Xavier Aldekoa, Hijos del Nilo [Children of the Nile], 2017, 312 p.
The Nile is not a river. The most important African river is the heart of hundreds of villages and the indefatigable witness of the rise and decline of the mightiest Pharaoh dynasties in the world. Its name evokes secrets hidden in pyramides and feeds the pride of milenary civilizations that still today fight for their survival.
The Nile is today the peace in the north of Uganda but also the war in Southern Sudan; it’s life in the valleys of Ethiopia and death in the dungeons of Egypt and Sudan. It is dictatorship, inequality, progress, hope and longing for liberty. It is also the dream of a revolution. Despite its scars, the Nile is still the craddle of the mixture of the great African and Mediterranean cultures of the past and the present.
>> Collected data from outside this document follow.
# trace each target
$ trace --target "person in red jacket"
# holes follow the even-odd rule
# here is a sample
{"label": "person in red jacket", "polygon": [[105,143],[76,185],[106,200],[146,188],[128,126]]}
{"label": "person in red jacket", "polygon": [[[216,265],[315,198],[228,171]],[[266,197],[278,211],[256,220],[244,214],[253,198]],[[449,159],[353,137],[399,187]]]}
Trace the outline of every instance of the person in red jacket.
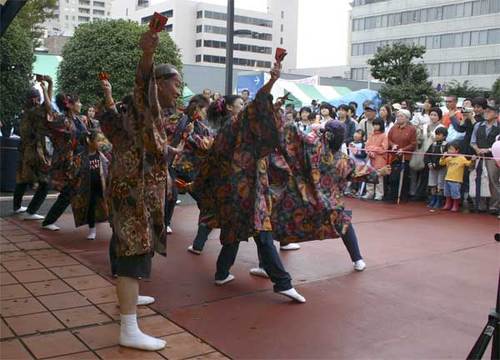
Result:
{"label": "person in red jacket", "polygon": [[417,148],[417,130],[410,124],[411,113],[406,109],[398,111],[396,124],[388,134],[389,149],[394,151],[393,170],[390,177],[389,200],[396,200],[399,192],[401,172],[403,172],[403,184],[400,199],[406,201],[410,190],[410,160],[412,152]]}

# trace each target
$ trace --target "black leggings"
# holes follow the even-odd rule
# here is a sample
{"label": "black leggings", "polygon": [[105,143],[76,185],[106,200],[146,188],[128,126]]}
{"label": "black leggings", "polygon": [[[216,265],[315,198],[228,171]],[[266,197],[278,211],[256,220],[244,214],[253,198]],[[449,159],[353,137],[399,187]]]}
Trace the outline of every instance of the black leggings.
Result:
{"label": "black leggings", "polygon": [[95,227],[95,209],[97,207],[97,201],[102,198],[102,184],[101,179],[94,179],[90,182],[90,199],[89,206],[87,209],[87,222],[89,228]]}

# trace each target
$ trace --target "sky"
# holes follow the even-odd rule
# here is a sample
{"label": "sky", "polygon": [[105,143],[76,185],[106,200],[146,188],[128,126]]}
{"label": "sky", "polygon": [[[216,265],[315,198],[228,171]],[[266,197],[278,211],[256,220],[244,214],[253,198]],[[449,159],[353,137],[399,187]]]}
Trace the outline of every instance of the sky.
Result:
{"label": "sky", "polygon": [[[217,5],[227,4],[227,0],[203,1]],[[299,0],[299,68],[347,64],[349,2],[350,0]],[[267,0],[235,0],[235,7],[265,12]]]}

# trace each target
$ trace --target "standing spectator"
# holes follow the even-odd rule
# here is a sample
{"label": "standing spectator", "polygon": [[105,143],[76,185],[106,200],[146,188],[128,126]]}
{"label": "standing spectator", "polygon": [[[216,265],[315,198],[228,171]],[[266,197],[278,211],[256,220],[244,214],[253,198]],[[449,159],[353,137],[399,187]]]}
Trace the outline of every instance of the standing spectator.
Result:
{"label": "standing spectator", "polygon": [[389,149],[396,152],[396,161],[393,162],[394,171],[391,172],[389,200],[396,200],[399,192],[400,175],[403,172],[401,199],[408,200],[410,190],[410,160],[411,153],[417,148],[417,131],[410,124],[411,114],[408,110],[401,109],[396,116],[396,124],[389,131]]}
{"label": "standing spectator", "polygon": [[285,114],[285,121],[287,123],[294,123],[295,119],[297,119],[297,111],[295,111],[295,110],[292,109],[291,111],[288,111]]}
{"label": "standing spectator", "polygon": [[243,106],[247,107],[248,103],[250,102],[250,91],[248,89],[244,89],[241,92],[241,98],[243,99]]}
{"label": "standing spectator", "polygon": [[352,108],[351,119],[358,121],[358,103],[356,101],[350,101],[349,106]]}
{"label": "standing spectator", "polygon": [[363,109],[365,111],[364,118],[359,122],[359,128],[363,130],[366,141],[368,136],[373,133],[373,120],[377,117],[377,109],[371,102],[366,103]]}
{"label": "standing spectator", "polygon": [[410,117],[413,112],[413,106],[410,100],[401,101],[401,109],[408,110],[410,112]]}
{"label": "standing spectator", "polygon": [[214,94],[212,95],[212,101],[217,101],[219,100],[219,98],[221,97],[221,94],[220,92],[216,91],[214,92]]}
{"label": "standing spectator", "polygon": [[[431,114],[435,116],[436,111],[432,111]],[[431,193],[431,200],[428,207],[431,209],[440,209],[443,206],[444,176],[446,169],[439,164],[439,160],[441,159],[441,154],[446,152],[446,137],[448,136],[448,130],[444,126],[441,126],[435,130],[434,134],[434,142],[427,149],[424,162],[429,169],[427,185]]]}
{"label": "standing spectator", "polygon": [[[456,117],[458,122],[462,121],[462,114],[458,111],[457,108],[457,97],[455,95],[447,96],[445,98],[446,108],[448,109],[448,113],[443,116],[443,125],[447,128],[451,125],[451,118]],[[448,130],[448,136],[450,136],[450,131]],[[450,139],[448,139],[450,142]]]}
{"label": "standing spectator", "polygon": [[319,107],[319,112],[321,114],[321,124],[324,125],[328,121],[333,120],[332,106],[328,103],[322,103]]}
{"label": "standing spectator", "polygon": [[389,104],[382,105],[382,107],[378,111],[378,117],[384,122],[385,132],[388,133],[394,125],[391,106]]}
{"label": "standing spectator", "polygon": [[207,99],[208,103],[212,102],[212,90],[210,89],[203,90],[203,96],[205,97],[205,99]]}
{"label": "standing spectator", "polygon": [[474,120],[476,122],[484,121],[484,111],[488,107],[488,101],[484,97],[475,97],[472,100],[472,106],[474,107]]}
{"label": "standing spectator", "polygon": [[354,139],[356,132],[356,122],[349,117],[349,106],[342,104],[339,106],[339,120],[345,125],[345,144],[349,145]]}
{"label": "standing spectator", "polygon": [[448,151],[439,160],[439,165],[446,166],[446,176],[444,179],[446,203],[443,210],[451,210],[453,212],[457,212],[460,207],[460,189],[464,180],[464,169],[472,164],[472,161],[467,160],[465,156],[458,156],[459,153],[460,143],[457,141],[448,145]]}
{"label": "standing spectator", "polygon": [[311,101],[311,110],[313,113],[317,113],[319,111],[318,100]]}
{"label": "standing spectator", "polygon": [[[366,151],[370,158],[370,164],[376,170],[380,170],[387,165],[386,151],[389,148],[387,136],[385,135],[385,123],[381,118],[373,120],[373,133],[368,136]],[[381,201],[384,197],[384,177],[378,177],[378,184],[369,185],[365,199],[371,199],[375,195],[375,200]]]}
{"label": "standing spectator", "polygon": [[[485,111],[485,121],[479,122],[474,126],[472,132],[471,146],[478,156],[492,157],[491,147],[495,139],[500,135],[500,126],[498,124],[498,107],[495,104],[488,104]],[[478,178],[481,178],[482,165],[485,162],[488,171],[489,188],[491,193],[490,211],[493,214],[498,214],[500,209],[500,168],[496,166],[494,159],[480,159],[478,164]],[[481,181],[476,180],[476,186],[481,184]],[[481,190],[481,189],[479,189]],[[476,191],[476,208],[479,210],[485,209],[484,200],[480,199],[481,191]]]}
During various months Xavier Aldekoa travelled the Nile river, from its sources to its mouth, to discover its peoples, its cultures and its traditions. Through the stories of those who live on its shores he brings us closer to other worlds that, despite all, are not that far away. Because the Nile is a soul piece of western culture. A chance to look at the different. To understand the other and to understand ourselves.
We are all children of the Nile.
At the book presentation in Barcelona, Aldekoa was accompanied by Jordi Évole, a journalist who dedicates his Sunday night prime-time investigative TV show to important topics, such as the refugee crisis on the Mediterranean, ALS and euthanasia, etc.